Exporting your preparation to the cluster

Preparing an HDFS-based dataset

EnrichVersion
6.3
2.0
task
Data Quality and Preparation > Cleansing data
EnrichPlatform
Talend Data Preparation

Now that your are done preparing your data, you will export it back to the cluster, but as a Parquet file this time.

Note that the cluster where you will export your cleansed data, must be the same cluster from which you imported the data in the first place.

Procedure

  1. Click the Export button in the application header bar.
  2. Select the All data radio button so that the whole data is prepared, and not just the sample you worked on.
  3. Select the HDFS file radio button to export your data to the Hadoop cluster.

    Note that the cluster where you will export your cleansed data, must be the same cluster from which you imported the data in the first place.

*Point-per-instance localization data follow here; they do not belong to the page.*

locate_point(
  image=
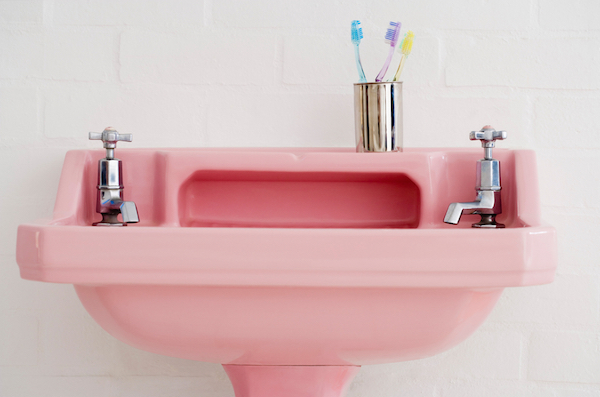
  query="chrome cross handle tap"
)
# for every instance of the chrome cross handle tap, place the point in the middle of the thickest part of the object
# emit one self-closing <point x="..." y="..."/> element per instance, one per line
<point x="488" y="202"/>
<point x="109" y="202"/>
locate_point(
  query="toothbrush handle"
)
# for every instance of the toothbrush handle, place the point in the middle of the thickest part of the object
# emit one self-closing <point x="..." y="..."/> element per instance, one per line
<point x="386" y="65"/>
<point x="400" y="67"/>
<point x="361" y="73"/>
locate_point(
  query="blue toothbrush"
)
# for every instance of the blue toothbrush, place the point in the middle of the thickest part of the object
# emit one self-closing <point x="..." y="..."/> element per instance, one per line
<point x="356" y="32"/>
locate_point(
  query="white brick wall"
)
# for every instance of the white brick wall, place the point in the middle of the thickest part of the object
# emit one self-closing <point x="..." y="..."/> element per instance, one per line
<point x="279" y="73"/>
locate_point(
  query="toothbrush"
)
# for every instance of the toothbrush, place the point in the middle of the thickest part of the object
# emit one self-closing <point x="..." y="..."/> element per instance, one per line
<point x="356" y="33"/>
<point x="405" y="48"/>
<point x="391" y="37"/>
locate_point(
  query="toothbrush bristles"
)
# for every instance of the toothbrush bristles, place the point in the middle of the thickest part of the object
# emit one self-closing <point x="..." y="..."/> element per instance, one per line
<point x="356" y="31"/>
<point x="392" y="33"/>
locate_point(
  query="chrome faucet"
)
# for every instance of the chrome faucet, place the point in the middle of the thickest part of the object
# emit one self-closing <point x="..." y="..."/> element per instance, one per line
<point x="109" y="201"/>
<point x="488" y="203"/>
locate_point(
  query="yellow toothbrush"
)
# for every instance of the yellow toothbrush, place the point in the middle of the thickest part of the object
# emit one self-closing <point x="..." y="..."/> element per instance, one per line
<point x="405" y="49"/>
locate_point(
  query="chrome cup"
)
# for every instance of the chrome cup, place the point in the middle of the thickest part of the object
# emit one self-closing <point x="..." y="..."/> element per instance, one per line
<point x="378" y="116"/>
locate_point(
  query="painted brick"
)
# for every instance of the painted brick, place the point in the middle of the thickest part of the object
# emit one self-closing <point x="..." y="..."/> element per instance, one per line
<point x="547" y="304"/>
<point x="80" y="55"/>
<point x="19" y="121"/>
<point x="21" y="11"/>
<point x="136" y="362"/>
<point x="494" y="389"/>
<point x="50" y="386"/>
<point x="156" y="115"/>
<point x="558" y="184"/>
<point x="389" y="380"/>
<point x="572" y="15"/>
<point x="437" y="118"/>
<point x="488" y="354"/>
<point x="582" y="391"/>
<point x="199" y="58"/>
<point x="329" y="60"/>
<point x="523" y="62"/>
<point x="280" y="119"/>
<point x="153" y="13"/>
<point x="285" y="14"/>
<point x="18" y="340"/>
<point x="564" y="122"/>
<point x="577" y="240"/>
<point x="564" y="357"/>
<point x="26" y="53"/>
<point x="74" y="345"/>
<point x="159" y="386"/>
<point x="466" y="15"/>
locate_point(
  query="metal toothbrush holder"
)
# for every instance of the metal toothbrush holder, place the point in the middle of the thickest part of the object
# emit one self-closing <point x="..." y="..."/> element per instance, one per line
<point x="378" y="116"/>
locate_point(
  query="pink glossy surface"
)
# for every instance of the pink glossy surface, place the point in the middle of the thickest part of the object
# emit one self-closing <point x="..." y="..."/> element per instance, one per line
<point x="302" y="381"/>
<point x="291" y="256"/>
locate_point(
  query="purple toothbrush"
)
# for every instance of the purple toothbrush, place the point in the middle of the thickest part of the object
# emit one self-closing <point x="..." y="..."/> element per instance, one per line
<point x="391" y="37"/>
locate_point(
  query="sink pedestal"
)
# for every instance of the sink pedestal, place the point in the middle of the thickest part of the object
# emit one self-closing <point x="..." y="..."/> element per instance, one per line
<point x="290" y="380"/>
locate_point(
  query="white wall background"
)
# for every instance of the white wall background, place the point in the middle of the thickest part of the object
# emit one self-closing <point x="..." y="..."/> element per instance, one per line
<point x="279" y="73"/>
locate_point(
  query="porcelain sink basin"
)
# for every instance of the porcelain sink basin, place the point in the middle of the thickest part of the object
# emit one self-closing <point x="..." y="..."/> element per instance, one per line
<point x="295" y="258"/>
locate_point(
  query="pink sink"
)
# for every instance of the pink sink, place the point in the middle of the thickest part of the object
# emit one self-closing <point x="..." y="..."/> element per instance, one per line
<point x="292" y="267"/>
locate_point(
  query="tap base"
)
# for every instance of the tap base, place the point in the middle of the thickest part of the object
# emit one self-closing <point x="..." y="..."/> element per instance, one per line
<point x="488" y="221"/>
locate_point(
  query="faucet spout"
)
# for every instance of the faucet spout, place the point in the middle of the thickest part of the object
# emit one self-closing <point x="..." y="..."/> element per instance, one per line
<point x="110" y="201"/>
<point x="487" y="203"/>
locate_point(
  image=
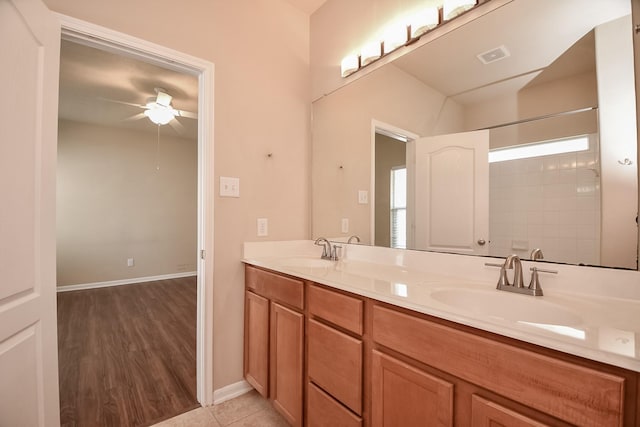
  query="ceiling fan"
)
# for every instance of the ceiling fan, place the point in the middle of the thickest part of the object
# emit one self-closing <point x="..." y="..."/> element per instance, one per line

  4. Select the Parquet format.
  5. In the Output path field, enter the complete URL to your prefered location on the cluster to save the exported file.

    You can manually configure Talend Data Preparation to display a default value in the Output Path field.

  6. Select Specified kerberos as authentication method.
  7. Specify your principal and the path to your keytab file.

    If you choose Default Kerberos, the values for the keytab file path and the principal will be the ones entered in Talend Data Preparation configuration file.

    In any case, the path must point to a keytab file that is accessible to all the workers on the cluster.

    Select the Simple authentication if you are not using Kerberos.

  8. Click Confirm

    You export starts in the background, and is now being processed directly on the cluster.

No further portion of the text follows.